The raging torrent of capitalism has dipped into a recession that looks like it’ll be broad and wide and deep for the vast majority of this planet’s six billion inhabitants. Even the companies that usually ride the waves (rather than being buffeted by them like ordinary mortals) are struggling, missing their earnings forecasts, seeing their stock tank in a bear market, and being turned away empty-handed by banks that are no longer in a lending mood. Not so the giants of garbage. At least not yet.

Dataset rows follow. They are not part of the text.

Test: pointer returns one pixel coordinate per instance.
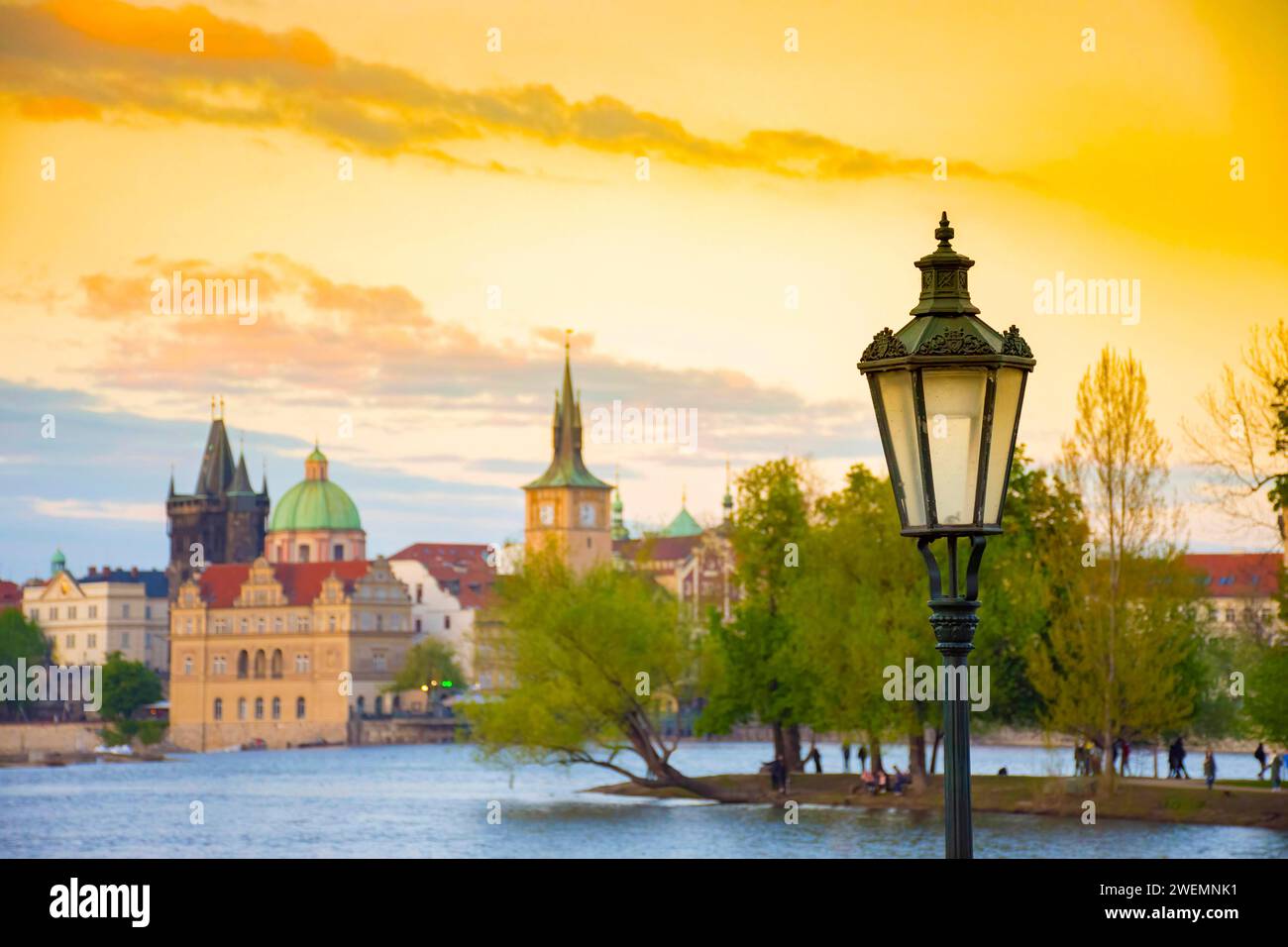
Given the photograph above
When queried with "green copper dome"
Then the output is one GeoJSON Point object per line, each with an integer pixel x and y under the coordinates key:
{"type": "Point", "coordinates": [314, 505]}
{"type": "Point", "coordinates": [314, 502]}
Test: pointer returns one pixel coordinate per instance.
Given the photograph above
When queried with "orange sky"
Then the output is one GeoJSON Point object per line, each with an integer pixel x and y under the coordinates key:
{"type": "Point", "coordinates": [772, 171]}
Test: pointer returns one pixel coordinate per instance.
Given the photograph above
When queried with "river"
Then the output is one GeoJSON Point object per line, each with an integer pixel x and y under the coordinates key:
{"type": "Point", "coordinates": [426, 801]}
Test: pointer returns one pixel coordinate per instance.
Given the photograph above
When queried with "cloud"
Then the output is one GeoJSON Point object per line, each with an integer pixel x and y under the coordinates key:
{"type": "Point", "coordinates": [91, 59]}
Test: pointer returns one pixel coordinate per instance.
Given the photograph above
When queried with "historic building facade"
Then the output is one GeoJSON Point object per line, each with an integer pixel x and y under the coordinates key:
{"type": "Point", "coordinates": [222, 519]}
{"type": "Point", "coordinates": [283, 652]}
{"type": "Point", "coordinates": [107, 609]}
{"type": "Point", "coordinates": [316, 521]}
{"type": "Point", "coordinates": [568, 505]}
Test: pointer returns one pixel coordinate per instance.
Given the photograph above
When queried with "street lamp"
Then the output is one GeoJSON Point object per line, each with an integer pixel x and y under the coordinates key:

Waste Management, which is based in Houston and has reaped a disproportionately large share of the trash Hurricane Ike left in its wake, reported a 12% spike in profits for the third quarter of 2008. WM revenues totaled $3.5 billion for the third quarter, and almost 10% of that total is profit. (For more on disasters, see debris. Various WM operations in the path of the hurricane expected increases in garbage ranging from 20% to 100% during the cleanup as people try to get rid of things spoiled and destroyed.)

The garbage industry, in numbers

The garbage industry, in numbers

Republic, with headquarters in Fort Lauderdale, is smaller than WM. Its revenues totaled only $834 million, and more than 10% of that was profit. Its reported earnings increase for the quarter was 32%. The company is looking to get bigger, having put in a takeover bid for Allied Waste, the second-largest garbage company in the country, presumably to take on Waste Management more effectively.

Allied, based in Phoenix, has been doing all right too. Their third-quarter earnings increased by 17%. Allied reports that total volume dipped by 4% because the economy tanked, but this loss was more than offset by the price hikes associated with fuel recovery costs. In other words, the price increase in collections that was meant to offset rising oil prices in fact outpaced the rise in prices and netted them additional profit. The same might well be true for WM and Republic.

So here a couple of conclusions:

  • Consumers pay many, many times over for the rising price of gas, once at the pump and then again, disproportionately, on their collection bill. (And at the cash register, of course.)
  • From a national perspective, the struggle between the garbage superpowers might look like competition, but considered locally it is not. And consumers pay for that too.

The last decades have seen the disappearance of small local garbage carters into the maws of gigantic conglomerates. If they’re small enough, the large companies underprice them until they go out of business. If they’re a little larger, they get taken over. Either way, local markets end up being subject to monopoly pricing.

The story of New York City illustrates the point. For decades, commercial garbage collection was mobbed up in the five boroughs, which resulted in artificially high prices. The operation is usually described as a cartel. In practice it was a network of small family-based operations that were either “made” (that is, a part of the mafia proper) or operated under the auspices of the business rules enforced by the mob. Then, in the late 1990s, the police ran an undercover operation that effectively broke the back of the mafia’s garbage empire. (See Rick Cowan and Douglas Century, Takedown, for a rousing tale of high intrigue.)

With the mafia monopoly out of the game, many of the small players continued to operate, now competing lustily with each other. Prices dropped precipitously. However, as is usually the case, paradise was a fleeting condition. Another giant, Browning-Ferris or BFI, which subsequently got sucked up by Allied Waste, moved into the market, underpriced the small haulers until they went belly-up, and then drove prices up again until they were close to the level they had been under mafia rule.

In the meantime, if you want to be in the stock market, you could do worse than invest in garbage. The market will contract, because people produce less trash in lean times. But garbage is not discretionary. The garbage giants can expect to do quite well, especially since climate change is likely to continue to produce cataclysmic garbage harvests for a long time to come.